I am a “first batch” (thank God) so I am over 30, and I think the older millennials dress terribly. The “last batch” , the youngest of the group, are the ones that seem to have some interest in their apparel, to a certain degree.

Younger people are now taking an interest in their apparel again. However, they aren't going with classic style menswear. They're going for more casual stuff but made from quality fabrics. Or the athleisure thing - ESPECIALLY younger women.

Look at JCrew - the core JCrew stores are doing poorly but their MadeWell brand cannot open up new stores fast enough. Or look at Lulemon for athleisure

Selvedge denim, flannels, button ups, and OCBDs made from Japanese fabrics, etc, see to be the stuff the younger men are going for. Or the high end hoodies and t-shirts made by places like Everlane.

Millenials are definitely starting to take care in how they dress. They just have vastly different preferences than previous generations.

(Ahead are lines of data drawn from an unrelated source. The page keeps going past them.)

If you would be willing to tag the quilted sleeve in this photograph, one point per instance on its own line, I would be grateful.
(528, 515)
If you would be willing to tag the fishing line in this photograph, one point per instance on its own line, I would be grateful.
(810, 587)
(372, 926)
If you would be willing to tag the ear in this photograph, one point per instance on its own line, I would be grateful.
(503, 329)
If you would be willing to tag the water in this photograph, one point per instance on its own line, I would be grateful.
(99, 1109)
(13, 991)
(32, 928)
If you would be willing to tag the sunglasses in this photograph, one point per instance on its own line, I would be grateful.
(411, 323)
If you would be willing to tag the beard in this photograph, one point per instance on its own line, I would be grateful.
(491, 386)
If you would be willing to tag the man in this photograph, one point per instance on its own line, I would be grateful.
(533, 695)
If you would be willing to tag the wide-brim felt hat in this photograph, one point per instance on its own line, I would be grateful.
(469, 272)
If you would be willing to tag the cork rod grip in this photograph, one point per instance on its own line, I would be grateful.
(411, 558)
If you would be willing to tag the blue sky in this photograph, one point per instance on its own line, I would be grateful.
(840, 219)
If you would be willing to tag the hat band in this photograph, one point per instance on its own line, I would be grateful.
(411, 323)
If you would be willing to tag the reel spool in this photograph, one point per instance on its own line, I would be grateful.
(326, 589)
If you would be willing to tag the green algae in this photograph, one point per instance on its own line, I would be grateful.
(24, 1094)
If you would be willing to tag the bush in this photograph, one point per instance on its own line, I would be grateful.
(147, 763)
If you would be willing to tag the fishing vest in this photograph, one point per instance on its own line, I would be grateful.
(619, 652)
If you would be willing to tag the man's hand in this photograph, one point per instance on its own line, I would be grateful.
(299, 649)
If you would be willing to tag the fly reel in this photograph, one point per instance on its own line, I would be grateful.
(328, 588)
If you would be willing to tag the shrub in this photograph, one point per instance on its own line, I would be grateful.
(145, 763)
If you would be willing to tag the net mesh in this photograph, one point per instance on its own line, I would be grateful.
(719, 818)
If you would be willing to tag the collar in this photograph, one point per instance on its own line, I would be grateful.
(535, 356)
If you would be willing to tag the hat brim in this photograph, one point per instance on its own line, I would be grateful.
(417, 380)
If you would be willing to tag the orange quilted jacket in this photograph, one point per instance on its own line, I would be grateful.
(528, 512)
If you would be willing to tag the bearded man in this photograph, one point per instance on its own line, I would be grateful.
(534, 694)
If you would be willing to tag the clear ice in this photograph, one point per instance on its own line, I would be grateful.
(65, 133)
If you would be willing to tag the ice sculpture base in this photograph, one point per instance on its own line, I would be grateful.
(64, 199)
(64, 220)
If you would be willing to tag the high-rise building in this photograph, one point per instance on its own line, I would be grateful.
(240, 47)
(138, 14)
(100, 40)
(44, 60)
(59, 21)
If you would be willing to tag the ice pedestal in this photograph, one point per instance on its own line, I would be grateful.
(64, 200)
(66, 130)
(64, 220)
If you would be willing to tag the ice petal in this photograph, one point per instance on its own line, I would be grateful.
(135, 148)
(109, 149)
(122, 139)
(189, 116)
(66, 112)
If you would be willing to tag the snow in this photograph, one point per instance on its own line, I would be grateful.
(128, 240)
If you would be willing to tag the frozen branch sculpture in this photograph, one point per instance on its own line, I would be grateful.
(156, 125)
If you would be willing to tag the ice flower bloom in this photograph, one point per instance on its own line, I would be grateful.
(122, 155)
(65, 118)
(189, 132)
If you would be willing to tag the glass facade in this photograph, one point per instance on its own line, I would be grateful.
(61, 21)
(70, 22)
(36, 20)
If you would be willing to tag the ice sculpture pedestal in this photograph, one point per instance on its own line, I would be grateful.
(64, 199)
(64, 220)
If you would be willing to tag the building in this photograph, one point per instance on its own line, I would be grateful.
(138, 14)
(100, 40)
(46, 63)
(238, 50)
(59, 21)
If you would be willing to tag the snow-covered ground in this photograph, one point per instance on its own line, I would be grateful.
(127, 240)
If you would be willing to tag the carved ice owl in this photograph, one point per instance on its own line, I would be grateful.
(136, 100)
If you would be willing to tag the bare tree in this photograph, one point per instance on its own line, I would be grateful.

In some ways, it isn't terrible. There are so many places to get different cuts of quality jeans, in all sorts of different washes, now.
 

Hebrew Barrister

Senior Member
Same boat; I was surprised to learn it a few years ago.
I've heard some start using "Generation Xennial" to refer to those of us who are technically millennials, but in many ways are closer to the X-ers. It's an awkward portmanteau, but it feels a little more accurate.

I'm 40. I'd be insulted if someone called me a millennial. I am MUCH more a Gen Xer than a millennial.